Yoan Baurenski

Personal information
- Full name: Yoan Hristov Baurenski
- Date of birth: 21 October 2001 (age 24)
- Place of birth: Montana, Bulgaria
- Height: 1.70 m (5 ft 7 in)
- Position: Midfielder

Team information
- Current team: Septemvri Sofia
- Number: 5

Youth career
- Montana Stars
- 0000–2016: Litex Lovech
- 2016–2019: CSKA Sofia

Senior career*
- Years: Team / Apps / (Gls)
- 2019–2023: CSKA Sofia / 4 / (0)
- 2020–2021: → Litex Lovech (loan) / 23 / (0)
- 2021–2022: → Botev Vratsa (loan) / 26 / (1)
- 2022: → CSKA Sofia II / 6 / (0)
- 2023: Beroe / 11 / (0)
- 2023–2025: Spartak Varna / 58 / (1)
- 2025–: Septemvri Sofia / 35 / (0)

International career
- 2017: Bulgaria U17 / 3 / (0)
- 2019: Bulgaria U19 / 3 / (0)
- 2021–: Bulgaria U21 / 7 / (0)

= Yoan Baurenski =

Bulgarian footballer (born 2001)

Yoan Hristov Baurenski (Bulgarian: Йоан Христов Бауренски; born 21 October 2001) is a Bulgarian professional footballer who plays as a midfielder for Septemvri Sofia.

==Career==
Baurenski started his career in the local Montana Stars Academy, before moving to Litex Lovеch and later in 2016 to CSKA Sofia.
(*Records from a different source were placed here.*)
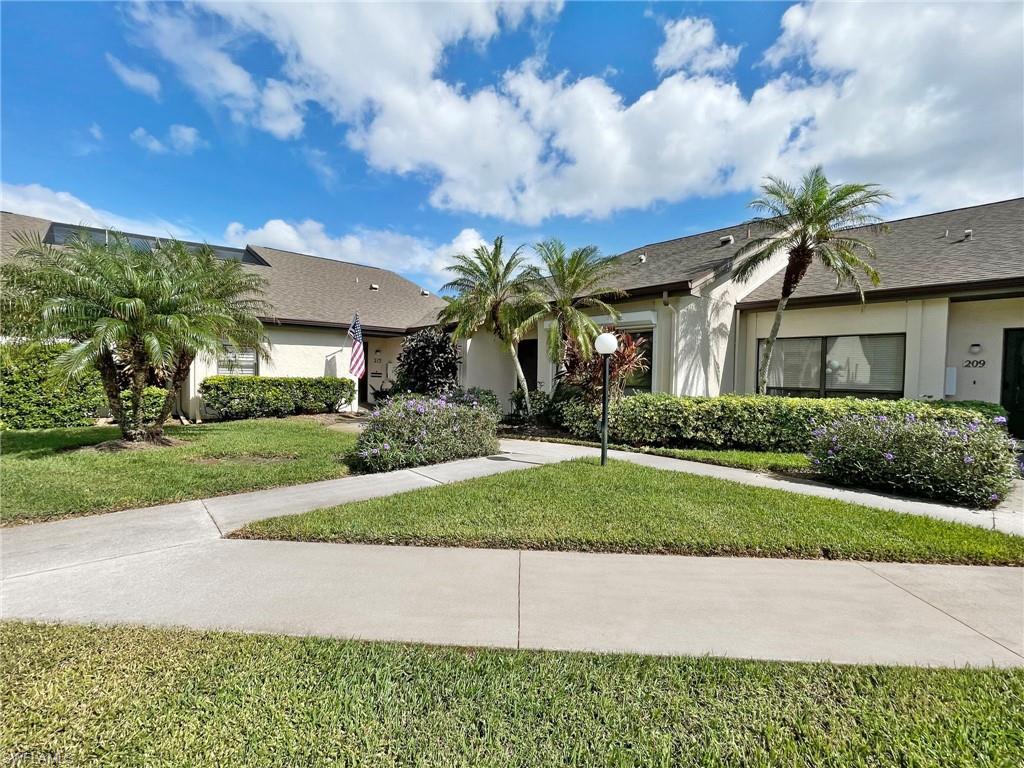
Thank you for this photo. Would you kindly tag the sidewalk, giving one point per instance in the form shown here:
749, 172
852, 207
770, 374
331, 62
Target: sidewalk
169, 566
On 5 July 2020, he made his professional debut for CSKA in a league match against Ludogorets Razgrad. In 2020 he was loaned to Litex Lovech and in 2021 to Botev Vratsa. In January 2023, Baurenski joined Beroe. On 13 July 2023 he moved to Spartak Varna. In June 2025, Baurenski joined Septemvri Sofia.